Ponderei muito escrever novamente sobre o tema que muito tem sido debatido aqui, mas depois de ontem ter feito o relato do clube da minha terra, e no final três adeptos amigos meus terem me perguntado se os relatos na Renascença tinham terminado, eu não consigo mais calar, nem compactuar com a destruição a olhos vistos de uma marca, por quem nada percebe.
Sei que não deveria falar publicamente sobre isto, provavelmente se tiver aspirações a chegar mais longe numa rádio nacional (também cada vez acredito menos nessa possibilidade), porque posso eventualmente ficar com as pernas cortadas, mas eu não vou me calar com a destruição a olhos vistos da Bola Branca, e da Renascença.
Vamos lá por partes.
O critério de relatos na antena da Renascença, tal como já temos vindo a dizer, é inexistente.
Não existe um critério.
Conforme a pancada de quem agora manda (creio que já nem há coordenador de desporto na Renascença), uns jogos vão para a net, outros para a antena (isso já todos tínhamos percebido).

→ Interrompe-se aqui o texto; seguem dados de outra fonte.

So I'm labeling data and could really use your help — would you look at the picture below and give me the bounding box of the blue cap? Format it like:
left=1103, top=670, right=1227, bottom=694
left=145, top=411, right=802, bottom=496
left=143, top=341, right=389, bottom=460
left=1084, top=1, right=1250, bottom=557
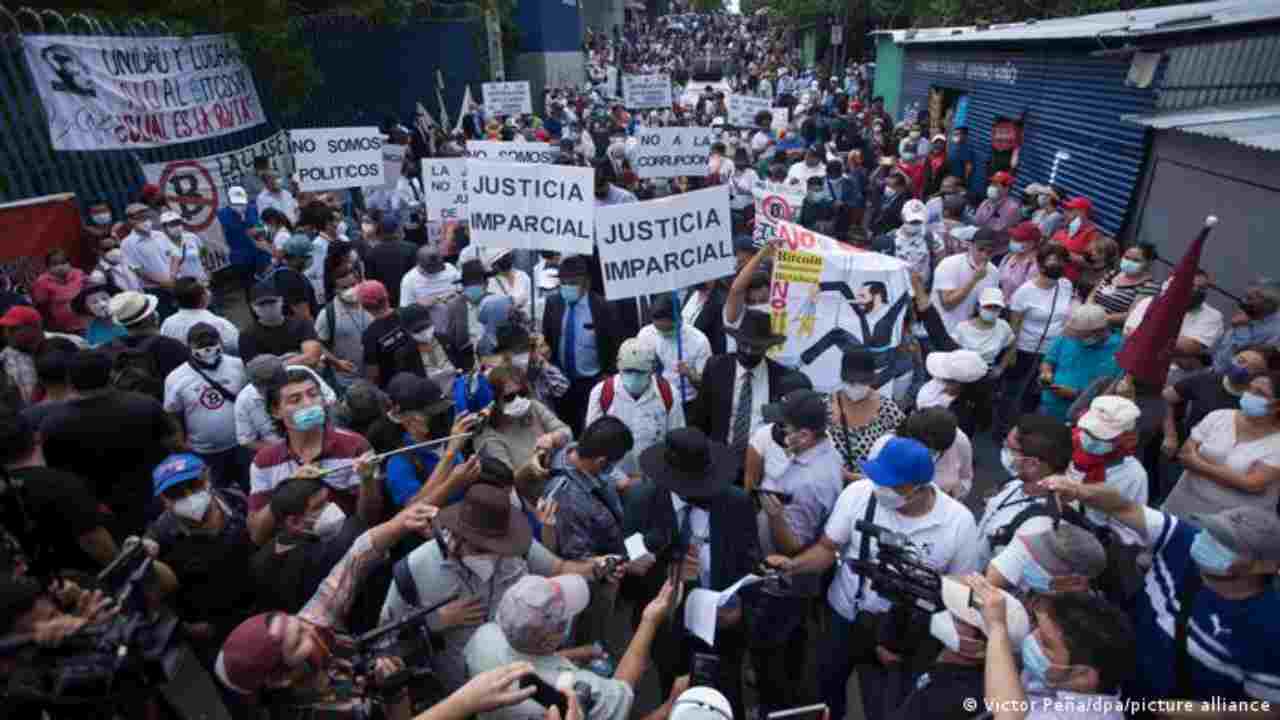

O único critério, é a destruição de uma marca que levou anos a ser construída e consolidada por Ribeiro Cristóvão, Pedro Sousa, Pedro Azevedo, e tantos outros que durante estes anos deram a cara pela Bola Branca.
Falou-se por aqui que as audiências no online não têm sido más.
Deixem-me dizer, que o jogo entre Portugal e Luxemburgo realizado no Estádio Algarve, com uma viagem de 3 horas para baixo, mais 3 horas para cima, mais portagens e alimentação aos jornalistas, para um jogo que foi apenas transmitido online, não teve mais que 100 ouvintes durante o jogo todo.
Só para que tenham noção, a Golo FM em qualquer jogo dos três grandes, tem 6 e 7 vezes mais audiência só no Facebook, fora o YouTube e as outras plataformas em que a Golo FM está inserida.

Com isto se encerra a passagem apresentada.